Philosophy of AR >
Animals and Abuse Linked
Animal and human abuse linked, studies show
By Debbi Snook, Plain Dealer Reporter
Animals also mattered on Sept. 11. Not long after the attack on the World Trade Center, animal-welfare groups were flooded with calls from people willing to take in pets orphaned by the disaster. Turns out, many animals were reunited with their owners. Few needed to be rescued. Shelter adoptions zoomed anyway. Nonviolent philosopher Mohandas Gandhi once said the greatness of a nation and its moral progress can be judged by the way its animals are treated. In that sense, those gestures on that fatal day made us look good.
Unfortunately, the reverse also is true. The mistreatment of animals shows our dark side. And we are just learning how it can hurt us. It might sound like mere common sense to say that people who abuse animals may also abuse people, but only recently have scientific studies been revealing substantial links. They have shown that: Animal abusers can be five times more likely to commit violent crimes.
Teenage boys who are slapped, spanked or hit by their fathers can be more than twice as likely to abuse animals. A substantial number of teenagers who committed mass murder at their schools - nearly half in one study - were more likely to have abused animals. Sexually abused children can be more likely to abuse animals. A majority of pet-owning women living in a battered women's shelter reported their partners had threatened, hurt or killed one of their pets. One in four of those women delayed leaving home because they were afraid of what would happen to their pets. Frank Ascione, a University of Utah researcher who completed the women's study and many others, says that the connection between animal abuse and human abuse traditionally is ignored.
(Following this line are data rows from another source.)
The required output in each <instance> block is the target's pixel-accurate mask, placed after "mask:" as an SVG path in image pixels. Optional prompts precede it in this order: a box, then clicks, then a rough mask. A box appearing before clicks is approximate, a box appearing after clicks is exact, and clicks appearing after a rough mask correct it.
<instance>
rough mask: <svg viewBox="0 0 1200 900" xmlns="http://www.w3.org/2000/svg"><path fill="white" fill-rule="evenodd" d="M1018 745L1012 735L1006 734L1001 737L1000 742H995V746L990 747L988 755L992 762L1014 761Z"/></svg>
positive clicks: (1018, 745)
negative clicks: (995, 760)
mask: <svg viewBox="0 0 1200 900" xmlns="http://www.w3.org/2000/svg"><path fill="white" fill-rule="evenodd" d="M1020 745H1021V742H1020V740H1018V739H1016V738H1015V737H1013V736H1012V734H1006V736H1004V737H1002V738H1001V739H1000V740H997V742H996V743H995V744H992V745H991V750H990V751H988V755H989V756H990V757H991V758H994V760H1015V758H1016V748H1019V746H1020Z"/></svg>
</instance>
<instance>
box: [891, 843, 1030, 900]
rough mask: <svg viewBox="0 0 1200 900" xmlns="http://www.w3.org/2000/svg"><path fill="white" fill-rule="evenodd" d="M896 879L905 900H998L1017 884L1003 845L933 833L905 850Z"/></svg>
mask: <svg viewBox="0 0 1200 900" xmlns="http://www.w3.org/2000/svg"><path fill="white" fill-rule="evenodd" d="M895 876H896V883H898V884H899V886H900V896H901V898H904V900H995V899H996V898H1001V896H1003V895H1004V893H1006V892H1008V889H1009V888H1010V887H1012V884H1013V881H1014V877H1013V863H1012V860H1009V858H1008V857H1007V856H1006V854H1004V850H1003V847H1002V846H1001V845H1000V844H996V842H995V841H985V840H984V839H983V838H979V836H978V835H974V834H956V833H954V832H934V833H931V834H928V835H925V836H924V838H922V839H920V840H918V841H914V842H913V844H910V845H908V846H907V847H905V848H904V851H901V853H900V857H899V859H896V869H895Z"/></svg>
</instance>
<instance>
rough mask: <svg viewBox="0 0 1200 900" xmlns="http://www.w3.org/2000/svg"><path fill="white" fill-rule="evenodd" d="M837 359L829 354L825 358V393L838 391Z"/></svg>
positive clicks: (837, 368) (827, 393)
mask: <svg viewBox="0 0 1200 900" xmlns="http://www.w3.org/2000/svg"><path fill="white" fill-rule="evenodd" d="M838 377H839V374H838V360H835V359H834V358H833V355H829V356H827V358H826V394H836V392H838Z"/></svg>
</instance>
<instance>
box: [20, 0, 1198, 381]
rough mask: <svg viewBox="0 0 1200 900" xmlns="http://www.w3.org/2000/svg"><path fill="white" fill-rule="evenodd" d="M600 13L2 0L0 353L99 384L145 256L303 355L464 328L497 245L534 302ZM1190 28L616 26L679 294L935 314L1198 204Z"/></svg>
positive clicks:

Animal abuse is not systematically monitored in
national crime-reporting systems, he says. That makes scientific research more of a struggle. Plus, our society tends to deny the seriousness of animal abuse, chalking it up to a "boys will be boys" attitude. "I think all of us can remember an occasion when we may have been harmful to an animal, and we see it as a normal part of growing up," Ascione says. But we must try to separate the kids who abuse an animal once, and never again, from those who are crying out for help, he says. He admits it's not easy. One study showed that because of secrecy or ignorance, parents may seriously underestimate their children's cruelty to animals. What to do? Ascione recommends that parents talk to their children, and ask teachers and other caregivers to watch for any other abuse incidents. Education at an early age can work wonders, Ascione wrote in a recent paper for the U.S. Department of Justice and its Office of Juvenile Justice and Delinquency Prevention.
Since children 3 to 7 years old may abuse animals once out of curiosity, one of the best remedies is teaching them to be kind, caring and nurturing. That is exactly the goal of educational programs sponsored by Cleveland's Animal Protective League and other animal-care agencies like it. A few weeks ago, APL staffer Corey Roscoe told attentive first-graders at Clark Elementary School in Cleveland how to stand still and fold their hands under their chins so that a mean-looking stray dog won't bite their fingers. "He might think they're french fries," she said. Staying still for a long time, she said, could make a dog bored enough to go away. Roscoe then introduced four-legged Buddy, a volunteer so mellow he could run the petting gantlet while wearing stuffed antlers. Some of the children who stroked him had never touched a dog before, and had been scared when he first came in the room. "This is a life skill," said Principal Gail Ali. "To me, it's just as important as academics."
A child who learns to protect himself peacefully from a stray dog can meet a challenge and overcome a fear, she says. A child who learns to care for an animal deepens his understanding of how to care for others, and how their parents care for them. "If the kid learns something here, they can go home and give their parents a taste of education," added teacher Bernie
Takacs. But not all schools have time for the sessions. "We have a hard time selling it," says Jeff
Kocian, executive director of the APL. He says he often is turned down by schools who cite a lack of time. "I'm only guessing," he says, "but I think part of it is that the statewide achievement tests are a priority. We're just not a high priority."
Ascione says that nationally there is a growing interest in the topic of animal abuse. It has deep roots, he says, following on the heels of revelations about child abuse, sexual abuse, elderly abuse and spousal abuse. "I think we're getting better at providing services for those in our society who are vulnerable," says
Ascione. "We don't always reach as many victims as we'd like to, but animals are often considered another member of the family, and they are one more group that is finally getting recognized. It's like the circle of care that is widening to encompass the human and animal family." Phyllis
Carlson-Riehm, a Cincinnati-based representative of the Action Ohio Coalition for Battered Women, says women's shelters are starting to close the gap with companion animals. She knows of a woman who started a foster care program for the pets of women in a Pickaway County shelter, south of Columbus, and knows of an on-site animal shelter planned at another women's shelter in
What a great source of consolation and healing for the victim, for the victim's children, and for the pet," she says. This circle of care is not always backed by law. Only two states require veterinarians to report animal abuse. And only a few encourage judges to order psychological exams for convicted animal abusers. Ohio is not yet among them.